Por dia, são gastos R$ 0,68 por aluno com as três refeições. Valor bem inferior ao financiado pelo Estado com cada adolescente apreendido no Centro de Sócio-Educação, Unidade Londrina 2, conhecido como o Educandário de Londrina. ''Em média são gastos de R$ 8,00 a R$ 10,00 por dia com cada menino, para cinco refeições'', informa o diretor interino da unidade, Émerson Márcio Rodrigues.

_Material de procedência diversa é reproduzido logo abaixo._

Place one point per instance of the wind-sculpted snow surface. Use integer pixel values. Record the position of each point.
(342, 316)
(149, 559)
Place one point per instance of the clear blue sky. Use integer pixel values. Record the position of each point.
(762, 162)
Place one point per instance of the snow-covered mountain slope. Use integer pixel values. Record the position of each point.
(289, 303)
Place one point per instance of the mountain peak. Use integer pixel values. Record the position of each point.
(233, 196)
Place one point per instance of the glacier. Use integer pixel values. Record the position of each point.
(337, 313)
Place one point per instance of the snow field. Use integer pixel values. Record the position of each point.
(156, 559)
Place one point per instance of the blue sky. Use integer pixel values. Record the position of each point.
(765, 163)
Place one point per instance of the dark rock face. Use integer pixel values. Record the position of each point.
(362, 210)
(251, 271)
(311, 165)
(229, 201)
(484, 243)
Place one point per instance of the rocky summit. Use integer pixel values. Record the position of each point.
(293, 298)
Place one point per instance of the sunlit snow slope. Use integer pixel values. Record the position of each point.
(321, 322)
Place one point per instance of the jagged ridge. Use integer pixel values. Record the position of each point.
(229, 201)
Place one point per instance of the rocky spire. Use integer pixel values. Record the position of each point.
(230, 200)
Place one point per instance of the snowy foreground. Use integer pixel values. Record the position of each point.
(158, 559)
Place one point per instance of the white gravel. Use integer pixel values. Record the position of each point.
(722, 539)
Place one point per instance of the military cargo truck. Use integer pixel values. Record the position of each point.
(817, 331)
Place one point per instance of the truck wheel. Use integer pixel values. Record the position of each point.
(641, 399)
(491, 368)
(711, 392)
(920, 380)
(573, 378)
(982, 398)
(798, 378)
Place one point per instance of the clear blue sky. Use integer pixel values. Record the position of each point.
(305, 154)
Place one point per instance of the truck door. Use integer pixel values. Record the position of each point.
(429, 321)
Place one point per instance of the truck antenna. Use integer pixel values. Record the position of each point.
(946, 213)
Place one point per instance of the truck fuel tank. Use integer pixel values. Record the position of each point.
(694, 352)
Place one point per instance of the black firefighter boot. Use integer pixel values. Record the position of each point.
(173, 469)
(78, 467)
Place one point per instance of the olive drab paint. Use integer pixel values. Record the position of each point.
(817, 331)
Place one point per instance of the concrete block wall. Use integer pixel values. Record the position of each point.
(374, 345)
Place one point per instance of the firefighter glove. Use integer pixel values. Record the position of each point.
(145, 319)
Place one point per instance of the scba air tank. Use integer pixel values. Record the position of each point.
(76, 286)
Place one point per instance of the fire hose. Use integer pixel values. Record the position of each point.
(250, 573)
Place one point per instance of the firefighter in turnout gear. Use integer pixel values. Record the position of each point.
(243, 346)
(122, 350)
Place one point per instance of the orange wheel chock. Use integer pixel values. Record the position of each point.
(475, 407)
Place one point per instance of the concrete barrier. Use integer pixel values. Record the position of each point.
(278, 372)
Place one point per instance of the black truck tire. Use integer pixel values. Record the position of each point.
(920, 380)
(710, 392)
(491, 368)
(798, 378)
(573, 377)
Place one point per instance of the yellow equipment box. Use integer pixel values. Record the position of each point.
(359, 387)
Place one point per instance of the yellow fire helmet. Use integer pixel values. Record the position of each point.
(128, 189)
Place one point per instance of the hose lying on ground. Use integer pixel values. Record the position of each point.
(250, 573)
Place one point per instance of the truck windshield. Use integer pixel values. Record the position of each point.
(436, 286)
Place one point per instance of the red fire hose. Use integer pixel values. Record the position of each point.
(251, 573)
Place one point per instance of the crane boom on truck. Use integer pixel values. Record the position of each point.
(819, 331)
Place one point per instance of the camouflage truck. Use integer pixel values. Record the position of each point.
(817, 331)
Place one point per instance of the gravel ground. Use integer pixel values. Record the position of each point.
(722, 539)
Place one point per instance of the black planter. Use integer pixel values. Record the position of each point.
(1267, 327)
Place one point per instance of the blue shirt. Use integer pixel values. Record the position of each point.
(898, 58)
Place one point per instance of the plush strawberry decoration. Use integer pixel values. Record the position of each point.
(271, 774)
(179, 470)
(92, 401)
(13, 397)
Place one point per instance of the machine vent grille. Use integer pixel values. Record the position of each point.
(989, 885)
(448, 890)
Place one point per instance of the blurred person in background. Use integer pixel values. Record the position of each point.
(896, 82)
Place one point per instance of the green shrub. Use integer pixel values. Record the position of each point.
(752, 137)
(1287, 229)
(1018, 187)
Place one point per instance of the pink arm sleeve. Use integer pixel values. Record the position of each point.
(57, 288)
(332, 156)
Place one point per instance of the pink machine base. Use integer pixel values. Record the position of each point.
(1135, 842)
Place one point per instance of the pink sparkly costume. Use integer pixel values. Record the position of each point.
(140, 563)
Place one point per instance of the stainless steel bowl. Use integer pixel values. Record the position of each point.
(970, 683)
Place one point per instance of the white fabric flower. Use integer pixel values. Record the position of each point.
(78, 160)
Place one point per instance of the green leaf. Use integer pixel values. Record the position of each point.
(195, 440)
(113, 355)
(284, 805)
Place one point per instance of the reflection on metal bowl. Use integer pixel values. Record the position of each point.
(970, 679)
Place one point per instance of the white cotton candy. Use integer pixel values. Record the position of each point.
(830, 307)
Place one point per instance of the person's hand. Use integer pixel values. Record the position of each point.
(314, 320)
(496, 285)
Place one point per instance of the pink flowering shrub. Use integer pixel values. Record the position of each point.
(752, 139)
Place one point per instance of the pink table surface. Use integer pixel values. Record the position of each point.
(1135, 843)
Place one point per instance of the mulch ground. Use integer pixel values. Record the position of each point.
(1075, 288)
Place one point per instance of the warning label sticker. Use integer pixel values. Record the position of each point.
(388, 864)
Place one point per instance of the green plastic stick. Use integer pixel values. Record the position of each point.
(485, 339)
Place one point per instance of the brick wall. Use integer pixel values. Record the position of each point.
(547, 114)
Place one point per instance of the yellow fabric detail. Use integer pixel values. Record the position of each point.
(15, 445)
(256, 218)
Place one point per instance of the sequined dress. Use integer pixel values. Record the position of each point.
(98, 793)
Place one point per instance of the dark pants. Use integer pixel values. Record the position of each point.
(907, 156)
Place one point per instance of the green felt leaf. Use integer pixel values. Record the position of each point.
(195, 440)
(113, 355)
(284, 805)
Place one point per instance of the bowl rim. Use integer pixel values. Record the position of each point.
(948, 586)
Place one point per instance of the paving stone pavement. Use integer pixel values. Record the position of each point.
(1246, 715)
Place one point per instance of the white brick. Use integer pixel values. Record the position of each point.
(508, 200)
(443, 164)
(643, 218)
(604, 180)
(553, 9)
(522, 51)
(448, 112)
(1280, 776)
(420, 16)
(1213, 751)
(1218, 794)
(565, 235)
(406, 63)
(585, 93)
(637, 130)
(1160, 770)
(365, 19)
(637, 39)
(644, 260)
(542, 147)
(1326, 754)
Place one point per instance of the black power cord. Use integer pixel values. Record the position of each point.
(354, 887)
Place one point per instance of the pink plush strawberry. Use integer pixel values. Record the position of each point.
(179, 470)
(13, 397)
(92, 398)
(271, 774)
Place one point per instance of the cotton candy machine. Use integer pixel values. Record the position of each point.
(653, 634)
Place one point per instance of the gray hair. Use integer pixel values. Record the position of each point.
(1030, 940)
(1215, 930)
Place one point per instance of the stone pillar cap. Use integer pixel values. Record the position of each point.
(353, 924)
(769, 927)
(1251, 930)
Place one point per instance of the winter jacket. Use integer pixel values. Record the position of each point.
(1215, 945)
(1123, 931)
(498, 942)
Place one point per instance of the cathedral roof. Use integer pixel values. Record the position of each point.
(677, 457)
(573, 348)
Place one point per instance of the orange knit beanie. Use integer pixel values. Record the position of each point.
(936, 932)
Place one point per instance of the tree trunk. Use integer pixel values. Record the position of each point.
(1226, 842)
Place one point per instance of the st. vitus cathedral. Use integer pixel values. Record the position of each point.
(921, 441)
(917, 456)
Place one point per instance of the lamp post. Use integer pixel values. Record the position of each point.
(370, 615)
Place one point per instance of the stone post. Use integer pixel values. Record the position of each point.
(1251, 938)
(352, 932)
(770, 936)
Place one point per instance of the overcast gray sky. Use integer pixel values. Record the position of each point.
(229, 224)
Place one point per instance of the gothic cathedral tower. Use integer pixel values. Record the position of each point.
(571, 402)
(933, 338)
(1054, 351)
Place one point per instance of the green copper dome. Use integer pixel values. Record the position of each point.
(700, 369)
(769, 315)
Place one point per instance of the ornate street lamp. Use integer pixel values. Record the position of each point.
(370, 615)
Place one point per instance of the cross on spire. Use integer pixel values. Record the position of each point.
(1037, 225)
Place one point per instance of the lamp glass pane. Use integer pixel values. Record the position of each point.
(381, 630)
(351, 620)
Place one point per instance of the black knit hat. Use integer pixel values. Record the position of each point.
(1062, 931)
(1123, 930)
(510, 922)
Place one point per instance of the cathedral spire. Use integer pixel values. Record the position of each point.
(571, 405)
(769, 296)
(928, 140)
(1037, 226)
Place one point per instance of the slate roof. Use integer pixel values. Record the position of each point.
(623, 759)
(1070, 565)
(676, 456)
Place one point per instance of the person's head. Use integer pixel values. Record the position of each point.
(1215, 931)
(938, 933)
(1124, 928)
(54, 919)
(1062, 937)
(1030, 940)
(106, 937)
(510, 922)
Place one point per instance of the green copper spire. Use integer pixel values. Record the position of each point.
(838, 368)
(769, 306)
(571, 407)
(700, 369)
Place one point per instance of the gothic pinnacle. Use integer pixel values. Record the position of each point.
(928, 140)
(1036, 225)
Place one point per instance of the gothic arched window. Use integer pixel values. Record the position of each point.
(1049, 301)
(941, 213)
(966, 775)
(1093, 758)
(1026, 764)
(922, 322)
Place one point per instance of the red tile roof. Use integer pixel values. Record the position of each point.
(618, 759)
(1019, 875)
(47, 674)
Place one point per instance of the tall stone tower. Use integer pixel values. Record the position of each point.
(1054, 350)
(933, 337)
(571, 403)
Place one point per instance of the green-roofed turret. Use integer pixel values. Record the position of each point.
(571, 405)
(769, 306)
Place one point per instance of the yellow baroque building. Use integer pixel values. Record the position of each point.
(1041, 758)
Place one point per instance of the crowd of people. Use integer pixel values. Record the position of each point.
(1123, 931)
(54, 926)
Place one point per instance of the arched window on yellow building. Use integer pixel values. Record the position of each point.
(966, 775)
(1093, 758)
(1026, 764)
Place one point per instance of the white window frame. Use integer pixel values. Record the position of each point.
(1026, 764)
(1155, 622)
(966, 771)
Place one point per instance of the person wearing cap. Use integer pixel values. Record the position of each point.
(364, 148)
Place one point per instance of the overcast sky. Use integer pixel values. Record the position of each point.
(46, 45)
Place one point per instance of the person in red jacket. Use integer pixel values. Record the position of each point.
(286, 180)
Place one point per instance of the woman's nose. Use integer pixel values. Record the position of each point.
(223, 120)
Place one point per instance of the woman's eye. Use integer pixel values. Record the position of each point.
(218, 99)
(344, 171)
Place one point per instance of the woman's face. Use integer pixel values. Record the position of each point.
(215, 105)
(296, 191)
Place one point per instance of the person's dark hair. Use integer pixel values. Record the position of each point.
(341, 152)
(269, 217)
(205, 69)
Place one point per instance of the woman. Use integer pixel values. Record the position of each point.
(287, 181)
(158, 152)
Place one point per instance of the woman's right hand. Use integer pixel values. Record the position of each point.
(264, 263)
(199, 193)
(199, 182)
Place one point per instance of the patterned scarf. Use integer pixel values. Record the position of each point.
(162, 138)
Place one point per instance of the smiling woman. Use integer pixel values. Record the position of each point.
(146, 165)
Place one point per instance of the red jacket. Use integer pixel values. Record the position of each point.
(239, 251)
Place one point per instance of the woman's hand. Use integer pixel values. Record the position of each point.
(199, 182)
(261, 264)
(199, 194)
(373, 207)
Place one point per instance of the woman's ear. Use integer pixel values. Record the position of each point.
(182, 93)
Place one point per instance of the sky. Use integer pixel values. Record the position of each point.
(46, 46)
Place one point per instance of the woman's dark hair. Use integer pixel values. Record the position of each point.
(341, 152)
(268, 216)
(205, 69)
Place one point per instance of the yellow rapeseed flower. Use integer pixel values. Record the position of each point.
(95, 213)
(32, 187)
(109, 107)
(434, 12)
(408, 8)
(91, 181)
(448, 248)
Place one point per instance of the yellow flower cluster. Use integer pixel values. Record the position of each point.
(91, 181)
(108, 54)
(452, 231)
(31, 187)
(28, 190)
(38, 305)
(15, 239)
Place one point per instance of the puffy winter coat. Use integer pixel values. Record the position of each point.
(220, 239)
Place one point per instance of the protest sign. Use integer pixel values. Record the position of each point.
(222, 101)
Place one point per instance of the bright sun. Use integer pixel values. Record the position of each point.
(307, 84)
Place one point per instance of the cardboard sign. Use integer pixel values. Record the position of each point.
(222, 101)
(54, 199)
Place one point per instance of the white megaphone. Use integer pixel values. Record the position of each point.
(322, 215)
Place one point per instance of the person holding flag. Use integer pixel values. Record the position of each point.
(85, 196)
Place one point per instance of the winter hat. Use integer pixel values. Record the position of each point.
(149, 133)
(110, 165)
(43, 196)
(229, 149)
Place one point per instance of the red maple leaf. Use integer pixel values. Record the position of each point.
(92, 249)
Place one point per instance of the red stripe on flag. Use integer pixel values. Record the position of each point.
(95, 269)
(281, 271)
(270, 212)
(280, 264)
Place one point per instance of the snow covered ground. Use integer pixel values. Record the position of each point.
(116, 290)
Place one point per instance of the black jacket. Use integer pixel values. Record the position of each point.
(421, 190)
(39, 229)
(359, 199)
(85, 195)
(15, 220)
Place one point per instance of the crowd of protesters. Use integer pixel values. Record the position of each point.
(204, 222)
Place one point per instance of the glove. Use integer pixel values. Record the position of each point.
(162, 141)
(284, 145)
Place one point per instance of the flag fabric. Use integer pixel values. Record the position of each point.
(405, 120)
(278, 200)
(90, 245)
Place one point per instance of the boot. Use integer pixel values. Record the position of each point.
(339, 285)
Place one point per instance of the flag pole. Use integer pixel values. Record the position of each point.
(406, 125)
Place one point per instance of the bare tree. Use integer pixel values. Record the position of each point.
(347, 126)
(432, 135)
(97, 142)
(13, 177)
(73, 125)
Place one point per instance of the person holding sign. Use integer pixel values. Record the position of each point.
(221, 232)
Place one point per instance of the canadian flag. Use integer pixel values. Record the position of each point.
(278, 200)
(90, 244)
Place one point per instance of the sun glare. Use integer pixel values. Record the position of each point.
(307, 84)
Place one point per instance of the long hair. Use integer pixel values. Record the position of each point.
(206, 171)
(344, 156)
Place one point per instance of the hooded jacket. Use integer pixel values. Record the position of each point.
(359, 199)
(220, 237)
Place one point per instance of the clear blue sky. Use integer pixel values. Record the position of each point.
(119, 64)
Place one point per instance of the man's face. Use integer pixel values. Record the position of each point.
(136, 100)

Atualmente o Centro atende 59 adolescentes, o que corresponde a sua capacidade máxima operacional. Por mês, contabilizando gastos com pessoal, alimentação, água, luz e limpeza, cada adolescente custa cerca de R$ 3.000,00. ''Só que este número é estimado. Uma pesquisa está sendo feita por uma pós-graduanda de Curitiba e então conheceremos o valor oficial''.
Em Porecatu, o gasto por aluno, por ano, é de aproximadamente R$ 1.700,00, de acordo com a diretora do Departamento de Educação, Risoleta Paduan. ''Na merenda, especificamente, recebemos R$ 0,22 do governo e complementamos R$ 0,43, totalizando R$ 0,65 por aluno. No ano passado, foram investido R$ 235 mil só em alimentação''.
Já em Londrina, onde os alunos fazem uma refeição por dia, além de um desjejum pela manhã ou café da tarde para quem estuda no período vespertino, o valor por aluno é de cerca de R$ 1,30 por dia, conforme informou a secretária de Educação, Carmen Sposti. (G.B.)